Grünen-Parteitag in Karlsruhe: Ein Erfolg, der Habecks Schwäche zeigt

In der Migrationspolitik muss der Vizekanzler bis zum Äußersten gehen, um die Partei hinter sich zu bringen. Die Kluft zwischen Führung und Mitgliedern wird größer.

Ein Kommentar von Felix Hackenbruch

43 Jahre nach ihrer Gründung in Karlsruhe leisten sich die Grünen ebendort einen Augenblick des Aufstands. In der Debatte um den Kurs zur Migrationspolitik wird die Kritik an der Grünen-Spitze von Rede zu Rede schärfer.

Eine handvoll Parteimitglieder läuft stumm mit Protestschildern durch die Halle, nach der Rede von Vizekanzler Robert Habeck gibt es vereinzelt Pfiffe, die Stimmung droht zu kippen. Die Grünen und ihr Star liegen über Kreuz. Die Werte der Partei prallen auf Regierungskompromisse.

Dabei wollten die Grünen auf ihrem Parteitag in Karlsruhe genau das zusammenbringen. Rückgrat und Regierungsverantwortung. „Wir haben Deutschland verändert und Verantwortung übernommen. Die Verantwortung hat aber auch uns verändert“, hatte Habeck gleich am ersten Tag in seiner Grundsatzrede betont.

Tatsächlich hat sich seit 1980 viel verändert. Statt in der kleinen Karlsruher Stadthalle treffen sich die Grünen 2023 in der nach einer Drogerie benannten Messehalle. Strickpulloverträger sind Sponsoren wie Bayer oder Amazon gewichen.

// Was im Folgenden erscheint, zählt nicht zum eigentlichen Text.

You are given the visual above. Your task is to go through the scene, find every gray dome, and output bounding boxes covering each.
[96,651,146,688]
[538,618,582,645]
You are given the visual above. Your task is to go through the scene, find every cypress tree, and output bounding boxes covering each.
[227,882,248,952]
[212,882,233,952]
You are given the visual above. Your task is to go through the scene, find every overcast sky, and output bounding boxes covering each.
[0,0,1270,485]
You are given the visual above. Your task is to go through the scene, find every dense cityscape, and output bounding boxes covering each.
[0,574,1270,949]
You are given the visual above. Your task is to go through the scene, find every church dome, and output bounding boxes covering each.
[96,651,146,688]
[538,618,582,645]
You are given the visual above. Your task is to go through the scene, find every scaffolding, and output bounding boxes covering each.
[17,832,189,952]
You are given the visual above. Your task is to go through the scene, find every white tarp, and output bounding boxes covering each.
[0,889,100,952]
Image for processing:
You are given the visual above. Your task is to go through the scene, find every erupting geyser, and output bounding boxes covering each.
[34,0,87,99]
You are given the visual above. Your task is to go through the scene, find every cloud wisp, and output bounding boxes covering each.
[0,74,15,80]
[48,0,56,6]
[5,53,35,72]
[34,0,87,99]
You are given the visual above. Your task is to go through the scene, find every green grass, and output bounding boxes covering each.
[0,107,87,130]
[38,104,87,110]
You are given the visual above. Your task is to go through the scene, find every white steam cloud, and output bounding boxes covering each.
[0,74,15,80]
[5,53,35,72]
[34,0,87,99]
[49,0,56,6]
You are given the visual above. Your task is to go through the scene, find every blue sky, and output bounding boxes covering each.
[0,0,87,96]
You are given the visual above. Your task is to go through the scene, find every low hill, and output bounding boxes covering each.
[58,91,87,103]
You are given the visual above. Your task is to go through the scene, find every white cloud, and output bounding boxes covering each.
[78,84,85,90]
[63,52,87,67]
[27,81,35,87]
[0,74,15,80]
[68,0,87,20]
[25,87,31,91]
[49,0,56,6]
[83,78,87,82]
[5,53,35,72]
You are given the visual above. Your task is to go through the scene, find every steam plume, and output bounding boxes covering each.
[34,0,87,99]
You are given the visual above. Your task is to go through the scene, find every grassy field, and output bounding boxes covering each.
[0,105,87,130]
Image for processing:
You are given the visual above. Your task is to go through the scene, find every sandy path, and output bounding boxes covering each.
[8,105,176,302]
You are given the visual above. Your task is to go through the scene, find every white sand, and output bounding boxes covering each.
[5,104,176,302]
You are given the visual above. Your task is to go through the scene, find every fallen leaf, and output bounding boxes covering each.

Und auch die Streitlustigkeit hat sich die Partei zum Großteil abgewöhnt. Bis auf vereinzelte Ausnahmen folgt die Basis dem Willen der Parteispitze ohne großes Murren über vier Tage.

Ein Parteitag wie eine Art Gruppentherapie

Dabei war die Ausgangslage für die Grünen alles andere als bequem. Vier verlorene Landtagswahlen, schlechte Umfragen, Dauerstreit in der Ampel-Koalition, verlorenes Vertrauen, ein drohender Haushalts-Kollaps. So manchem Grünen stellte sich zuletzt die Sinnfrage in Bezug auf die Ampel.

Doch dazu hörte man in Karlsruhe überraschend wenig. Stattdessen wirkte der Parteitag wie eine Art Gruppentherapie. Mit Attacken auf CDU-Chef Friedrich Merz gegen die eigene Verunsicherung. Zusammenzustehen und die Reihen zu schließen, lautete der Wunsch der Parteiführung – vor allem beim Thema mit der größten Sprengkraft: der Migration.

Annalena Baerbock und Robert Habeck brachten die Grünen auf Kurs, der Preis war aber hoch.

© dpa/Kay Nietfeld

Wochenlang hatte es in der Partei angesichts von verschärften Abschieberegeln, der Absenkung von Sozialleistungen für Geflüchtete oder der Prüfung von Asylverfahren in Drittstaaten rumort. Doch in der Parteispitze hält man die Migrationspolitik für den Scheideweg der Grünen. Weiter in die Mitte mit restriktiveren Maßnahmen und mehr Ordnung oder zurück in die Nische.

Lieber mit Abstrichen gestalten, als vom Spielfeldrand zuschauen, lautet die Devise von Habeck, Außenministerin Annalena Baerbock und den Parteichefs Ricarda Lang und Omid Nouripour. In Karlsruhe fordern sie Rückendeckung für die Verhandlungen in Berlin und Brüssel ein. Die Beschlüsse der Ministerpräsidentenkonferenz sollen umgesetzt, das Rückführungsgesetz beschlossen und die finalen Verhandlungen für eine gemeinsame europäische Asylpolitik (GEAS) zu Ende gebracht werden.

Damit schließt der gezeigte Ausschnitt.